This file is indexed.

/usr/lib/R/site-library/gdata/doc/unknown.Rnw is in r-cran-gdata 2.13.3-1.

This file is owned by root:root, with mode 0o644.

The actual contents of the file can be viewed below.

  1
  2
  3
  4
  5
  6
  7
  8
  9
 10
 11
 12
 13
 14
 15
 16
 17
 18
 19
 20
 21
 22
 23
 24
 25
 26
 27
 28
 29
 30
 31
 32
 33
 34
 35
 36
 37
 38
 39
 40
 41
 42
 43
 44
 45
 46
 47
 48
 49
 50
 51
 52
 53
 54
 55
 56
 57
 58
 59
 60
 61
 62
 63
 64
 65
 66
 67
 68
 69
 70
 71
 72
 73
 74
 75
 76
 77
 78
 79
 80
 81
 82
 83
 84
 85
 86
 87
 88
 89
 90
 91
 92
 93
 94
 95
 96
 97
 98
 99
100
101
102
103
104
105
106
107
108
109
110
111
112
113
114
115
116
117
118
119
120
121
122
123
124
125
126
127
128
129
130
131
132
133
134
135
136
137
138
139
140
141
142
143
144
145
146
147
148
149
150
151
152
153
154
155
156
157
158
159
160
161
162
163
164
165
166
167
168
169
170
171
172
173
174
175
176
177
178
179
180
181
182
183
184
185
186
187
188
189
190
191
192
193
194
195
196
197
198
199
200
201
202
203
204
205
206
207
208
209
210
211
212
213
214
215
216
217
218
219
220
221
222
223
224
225
226
227
228
229
230
231
232
233
234
235
236
237
238
239
240
241
242
243
244
245
246
247
248
249
250
251
252
253
254
255
256
257
258
259
260
261
262
263
264
265
266
267
268
269
270
271
%\VignetteIndexEntry{Working with Unknown Values}
%\VignettePackage{gdata}
%\VignetteKeywords{unknown, missing, manip}

\documentclass[a4paper]{report}
\usepackage{Rnews}
\usepackage[round]{natbib}
\bibliographystyle{abbrvnat}

\usepackage{Sweave}
\SweaveOpts{strip.white=all, keep.source=TRUE}

\begin{document}

\begin{article}

\title{Working with Unknown Values}
\subtitle{The \pkg{gdata} package}
\author{by Gregor Gorjanc}

\maketitle

This vignette has been published as \cite{Gorjanc}.

\section{Introduction}

Unknown or missing values can be represented in various ways. For example
SAS uses \code{.}~(dot), while \R{} uses \code{NA}, which we can read as
Not Available. When we import data into \R{}, say via \code{read.table} or
its derivatives, conversion of blank fields to \code{NA} (according to
\code{read.table} help) is done for \code{logical}, \code{integer},
\code{numeric} and \code{complex} classes. Additionally, the
\code{na.strings} argument can be used to specify values that should also
be converted to \code{NA}. Inversely, there is an argument \code{na} in
\code{write.table} and its derivatives to define value that will replace
\code{NA} in exported data.

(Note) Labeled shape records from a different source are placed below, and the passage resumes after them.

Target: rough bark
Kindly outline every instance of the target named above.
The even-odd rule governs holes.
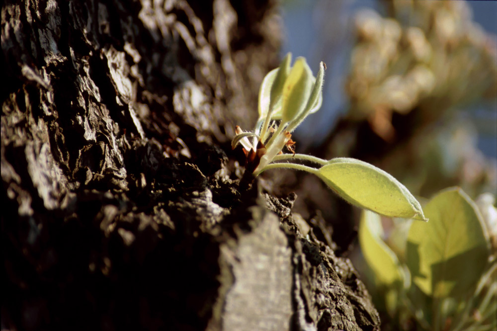
[[[2,329],[378,328],[324,220],[238,190],[275,5],[3,5]]]

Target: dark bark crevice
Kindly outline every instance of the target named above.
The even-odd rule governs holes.
[[[2,328],[377,328],[329,229],[239,189],[274,1],[160,2],[2,7]]]

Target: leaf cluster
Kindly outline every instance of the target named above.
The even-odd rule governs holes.
[[[495,330],[497,261],[490,249],[492,229],[459,188],[439,192],[424,212],[429,222],[394,229],[397,238],[388,241],[379,215],[363,213],[359,242],[380,305],[401,325],[414,319],[424,330]],[[396,242],[403,245],[391,245]]]

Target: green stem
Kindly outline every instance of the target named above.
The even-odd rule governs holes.
[[[271,112],[272,112],[273,108],[274,107],[270,108],[267,111],[267,114],[266,115],[266,118],[264,120],[264,124],[262,124],[262,129],[260,130],[260,138],[263,141],[264,138],[264,136],[266,135],[266,131],[267,131],[267,127],[269,126],[269,122],[271,120]]]
[[[264,166],[260,171],[255,173],[254,175],[257,176],[262,171],[266,171],[266,170],[269,170],[269,169],[276,169],[277,168],[286,168],[288,169],[301,170],[302,171],[314,173],[315,175],[318,175],[317,169],[310,166],[304,166],[303,165],[299,165],[296,163],[272,163]]]
[[[274,141],[274,140],[276,139],[276,137],[278,137],[278,136],[279,136],[280,133],[281,133],[281,131],[282,131],[283,129],[284,128],[284,125],[286,124],[286,123],[281,123],[280,124],[280,125],[278,126],[278,129],[276,130],[276,132],[273,134],[272,136],[271,136],[271,139],[269,139],[269,141],[268,142],[267,144],[266,144],[264,141],[262,142],[262,143],[264,144],[266,149],[269,149],[269,146],[270,146],[271,144],[273,143],[273,142]],[[261,136],[261,138],[263,139],[264,136]]]
[[[276,156],[273,159],[273,161],[282,161],[283,160],[309,161],[310,162],[317,163],[321,166],[324,166],[328,162],[326,160],[306,154],[280,154],[279,155]]]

There are also other ways to import/export data
into \R{} as described in the {\emph R Data Import/Export} manual
\citep{RImportExportManual}.  However, all approaches lack the possibility
to define unknown value(s) for some particular column. It is possible that
an unknown value in one column is a valid value in another column. For
example, I have seen many datasets where values such as 0, -9, 999 and
specific dates are used as column specific unknown values.

This note describes a set of functions in package \pkg{gdata}\footnote{
  package version 2.3.1} \citep{WarnesGdata}: \code{isUnknown},
\code{unknownToNA} and \code{NAToUnknown}, which can help with testing for
unknown values and conversions between unknown values and \code{NA}. All
three functions are generic (S3) and were tested (at the time of writing)
to work with: \code{integer}, \code{numeric}, \code{character},
\code{factor}, \code{Date}, \code{POSIXct}, \code{POSIXlt}, \code{list},
\code{data.frame} and \code{matrix} classes.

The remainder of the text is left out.